Sustained transgene expression via citric acid-based polyester elastomers

Abstract

Polymeric scaffolds are an important tool in tissue engineering and gene delivery using porous scaffolds can be a viable approach to control tissue response. Herein we describe the use of a biodegradable polyester elastomer, poly(1,8-octanediol-co-citrate) (POC), as a substrate for plasmid immobilization and cellular transfection of colonizing cells. Plasmid (pDNA), either complexed with poly(ethyleneimine) (PEI) forming polyplexes or in its native state, was surface-immobilized onto POC scaffolds via adsorption.

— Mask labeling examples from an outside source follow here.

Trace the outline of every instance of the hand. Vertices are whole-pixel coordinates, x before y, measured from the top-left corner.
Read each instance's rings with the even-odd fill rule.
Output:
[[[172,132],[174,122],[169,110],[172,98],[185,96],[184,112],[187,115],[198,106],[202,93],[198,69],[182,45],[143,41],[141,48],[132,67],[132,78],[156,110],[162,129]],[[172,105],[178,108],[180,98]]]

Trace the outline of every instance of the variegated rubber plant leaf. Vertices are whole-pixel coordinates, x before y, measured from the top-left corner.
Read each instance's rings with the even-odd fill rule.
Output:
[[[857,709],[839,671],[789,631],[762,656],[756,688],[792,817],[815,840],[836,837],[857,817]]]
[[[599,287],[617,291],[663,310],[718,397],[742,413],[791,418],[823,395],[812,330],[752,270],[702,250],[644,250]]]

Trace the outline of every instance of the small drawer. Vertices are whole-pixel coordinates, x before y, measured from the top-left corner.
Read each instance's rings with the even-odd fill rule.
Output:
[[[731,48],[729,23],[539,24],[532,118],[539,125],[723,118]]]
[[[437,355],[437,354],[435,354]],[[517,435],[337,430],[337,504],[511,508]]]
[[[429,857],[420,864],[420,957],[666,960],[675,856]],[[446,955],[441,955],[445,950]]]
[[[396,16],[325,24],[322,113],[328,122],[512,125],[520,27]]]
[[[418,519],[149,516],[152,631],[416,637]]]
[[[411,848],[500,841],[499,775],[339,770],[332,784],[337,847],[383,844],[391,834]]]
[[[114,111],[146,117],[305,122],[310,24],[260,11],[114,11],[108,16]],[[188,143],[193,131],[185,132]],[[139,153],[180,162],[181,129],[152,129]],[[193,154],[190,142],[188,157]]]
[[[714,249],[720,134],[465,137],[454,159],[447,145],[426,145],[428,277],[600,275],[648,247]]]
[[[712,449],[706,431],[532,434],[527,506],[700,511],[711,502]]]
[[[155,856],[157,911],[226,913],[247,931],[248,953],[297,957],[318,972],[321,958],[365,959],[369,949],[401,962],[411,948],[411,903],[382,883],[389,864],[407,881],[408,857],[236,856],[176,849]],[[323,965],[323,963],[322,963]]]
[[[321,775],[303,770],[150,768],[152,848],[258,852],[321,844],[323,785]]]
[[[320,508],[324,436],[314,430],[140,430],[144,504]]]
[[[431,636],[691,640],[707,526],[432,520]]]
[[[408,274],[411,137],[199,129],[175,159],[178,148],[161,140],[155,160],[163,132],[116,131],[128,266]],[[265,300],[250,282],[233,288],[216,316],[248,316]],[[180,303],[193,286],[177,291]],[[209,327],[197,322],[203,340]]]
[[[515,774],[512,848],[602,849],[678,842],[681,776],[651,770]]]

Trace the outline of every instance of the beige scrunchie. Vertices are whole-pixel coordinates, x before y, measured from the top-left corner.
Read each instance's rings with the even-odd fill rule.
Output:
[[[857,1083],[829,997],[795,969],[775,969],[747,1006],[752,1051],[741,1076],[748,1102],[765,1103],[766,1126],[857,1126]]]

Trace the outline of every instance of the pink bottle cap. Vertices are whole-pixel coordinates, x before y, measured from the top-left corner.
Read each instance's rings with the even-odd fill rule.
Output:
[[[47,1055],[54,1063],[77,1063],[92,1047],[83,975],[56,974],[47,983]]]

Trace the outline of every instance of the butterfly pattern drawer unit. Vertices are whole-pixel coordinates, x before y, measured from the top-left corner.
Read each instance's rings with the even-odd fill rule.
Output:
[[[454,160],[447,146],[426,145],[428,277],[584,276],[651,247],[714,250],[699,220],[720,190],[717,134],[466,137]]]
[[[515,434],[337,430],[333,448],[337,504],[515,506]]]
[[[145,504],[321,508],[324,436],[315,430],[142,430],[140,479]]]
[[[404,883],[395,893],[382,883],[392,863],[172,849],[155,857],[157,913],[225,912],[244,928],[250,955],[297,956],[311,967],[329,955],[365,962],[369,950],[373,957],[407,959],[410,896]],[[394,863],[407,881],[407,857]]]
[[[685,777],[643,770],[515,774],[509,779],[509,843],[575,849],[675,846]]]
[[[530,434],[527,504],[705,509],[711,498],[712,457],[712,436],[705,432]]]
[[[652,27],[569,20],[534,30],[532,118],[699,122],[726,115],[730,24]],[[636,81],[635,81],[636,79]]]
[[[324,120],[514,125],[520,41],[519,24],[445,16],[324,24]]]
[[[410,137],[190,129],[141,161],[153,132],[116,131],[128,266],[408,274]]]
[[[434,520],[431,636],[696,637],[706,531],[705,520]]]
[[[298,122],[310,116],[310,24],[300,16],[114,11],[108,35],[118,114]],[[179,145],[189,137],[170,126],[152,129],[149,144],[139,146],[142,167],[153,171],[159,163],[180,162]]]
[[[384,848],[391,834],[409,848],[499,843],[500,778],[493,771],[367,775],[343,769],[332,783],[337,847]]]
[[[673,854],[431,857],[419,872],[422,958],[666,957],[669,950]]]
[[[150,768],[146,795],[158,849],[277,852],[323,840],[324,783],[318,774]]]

Polyplex-containing scaffolds showed higher loading and slower initial rates of release than naked pDNA-containing scaffolds. Seeding of HEK293 cells and porcine aortic smooth muscle cells (PASMC) onto polyplex loaded-scaffolds demonstrated cell proliferation and transfection in vitro up to 12 days, significantly longer relative to bolus transfection. In vivo, transfection was evaluated using the mouse intraperitoneal (IP) fat model. In contrast to the in vitro study, successful long-term transgene delivery was only achieved with the naked pDNA-containing scaffolds. In particular, naked pDNA-containing scaffolds promoted high levels of both luciferase and green fluorescent protein (GFP) expression in vivo for 2 weeks. The results demonstrate that POC scaffolds are a suitable material for substrate-mediated gene delivery. POC scaffolds can potentially support long-term biological cues to mediate tissue formation through non-viral gene delivery.